En outre, la société Jimbat n’a, à aucun moment, payé à la société Eclikpse le prix de la création de ce site web, ce paiement ayant été réalisé par la société Locam qui est devenue propriétaire du site web et a conclu avec la société Jimbat un contrat de location de ce site.

De fait, chacun des contrats, celui conclu entre la société Jimbat et la société Eclikpse et celui conclu entre la société Jimbat et la société Locam, n’ont pas le même objet, et ont chacun une cause différente.

La société Jimbat prétend donc à tort que le contrat la liant à la société Locam est dépourvu de cause car sans le financement par cette dernière société qui a payé effectivement la société Eclikpse, elle n’aurait pas pu obtenir de site web.

En conséquence, le moyen soulevé est inopérant et devra être rejeté.

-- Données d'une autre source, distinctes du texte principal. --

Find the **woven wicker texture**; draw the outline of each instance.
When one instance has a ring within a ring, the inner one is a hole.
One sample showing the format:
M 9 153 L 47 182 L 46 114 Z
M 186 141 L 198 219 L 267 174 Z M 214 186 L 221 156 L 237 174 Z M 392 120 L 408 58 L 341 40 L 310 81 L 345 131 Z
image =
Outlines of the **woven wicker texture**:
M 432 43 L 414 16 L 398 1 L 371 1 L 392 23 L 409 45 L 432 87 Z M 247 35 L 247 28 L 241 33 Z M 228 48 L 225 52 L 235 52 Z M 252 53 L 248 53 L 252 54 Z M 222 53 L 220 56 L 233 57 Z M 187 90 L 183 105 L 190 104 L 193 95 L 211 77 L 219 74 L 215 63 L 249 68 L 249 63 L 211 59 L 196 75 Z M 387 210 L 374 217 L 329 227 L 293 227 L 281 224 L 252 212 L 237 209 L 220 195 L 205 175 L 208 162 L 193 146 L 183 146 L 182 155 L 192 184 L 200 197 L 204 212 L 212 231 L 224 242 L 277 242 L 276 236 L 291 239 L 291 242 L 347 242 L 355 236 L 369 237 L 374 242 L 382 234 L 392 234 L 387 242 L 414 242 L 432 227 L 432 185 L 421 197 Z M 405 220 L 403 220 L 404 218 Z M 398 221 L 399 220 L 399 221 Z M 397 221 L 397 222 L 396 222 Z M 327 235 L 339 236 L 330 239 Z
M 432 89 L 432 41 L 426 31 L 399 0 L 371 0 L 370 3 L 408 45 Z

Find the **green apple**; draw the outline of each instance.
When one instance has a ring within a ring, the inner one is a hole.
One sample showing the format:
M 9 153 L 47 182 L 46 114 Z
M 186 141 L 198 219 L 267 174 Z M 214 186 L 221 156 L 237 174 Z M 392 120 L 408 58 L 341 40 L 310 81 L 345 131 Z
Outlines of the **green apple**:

– Sur la demande de nullité pour vice du consentement

La société Jimbat a fait valoir que :

– un dol est constitué en la présente espèce puisque la société Locam a falsifié les documents et notamment le procès-verbal de réception rendant exigibles les loyers,

– elle n’a jamais donné son accord pour la mise en ligne du site web puisqu’elle n’a jamais signé le procès-verbal de conformité, et qu’il est certain que la signature du procès-verbal a eu lieu en novembre, soit quatre mois avant la livraison, par l’usage d’un document auto-copiant,

– elle a subi un dol d’importance en payant des loyers pour un site web qu’elle n’a jamais eu à sa disposition, ce qui lui occasionne un préjudice certain nécessitant l’octroi de dommages et intérêts,

– les pratiques de la société Locam sont dénoncées par de nombreuses personnes morales et physiques, y compris devant l’Assemblée Nationale.

La société Locam n’a pas présenté de moyens sur ce point.

Sur ce,

L’article 1137 du code civil dispose : « Le dol est le fait pour un contractant d’obtenir le consentement de l’autre par des man’uvres ou des mensonges.

Constitue également un dol la dissimulation intentionnelle par l’un des contractants d’une information dont il sait le caractère déterminant pour l’autre partie.

Néanmoins, ne constitue pas un dol le fait pour une partie de ne pas révéler à son cocontractant son estimation de la valeur de la prestation. »

En l’espèce, et comme déjà indiqué plus haut, aucune falsification n’est constatée sur les contrats engageant la société Jimbat avec la société Locam, de même que sur le procès-verbal de réception, l’appelante étant légalement engagée.

De plus, évoquer comme dol le paiement des loyers ne permet pas de qualifier un dol puisque le dol doit être constaté et prouvé lors de la conclusion du contrat et non postérieurement à la conclusion de la convention.

La société Jimbat ne rapportant pas la preuve de l’existence d’un dol, il convient de rejeter le moyen soulevé.

Au regard de ce qui précède, il convient de confirmer l’intégralité de la décision déférée.

Sur les demandes accessoires

La société Jimbat qui échoue en ses prétentions devra supporter les dépens de la procédure d’appel.

L’équité ne commande pas d’accorder à l’une ou l’autre des parties une indemnisation sur le fondement de l’article 700 du code de procédure civile.

PAR CES MOTIFS

La Cour, statuant publiquement, dans les limites de l’appel

Rejette l’intégralité des moyens de nullité soulevées par la SARLU Jimbat,

Confirme la décision déférée dans son intégralité,

Y ajoutant

Condamne la SARLU Jimbat à supporter les dépens de la procédure d’appel,

Déboute la SARLU Jimbat de sa demande d’indemnisation sur le fondement de l’article 700 du code de procédure civile,

Déboute la SAS Locam de sa demande d’indemnisation sur le fondement de l’article 700 du code de procédure civile.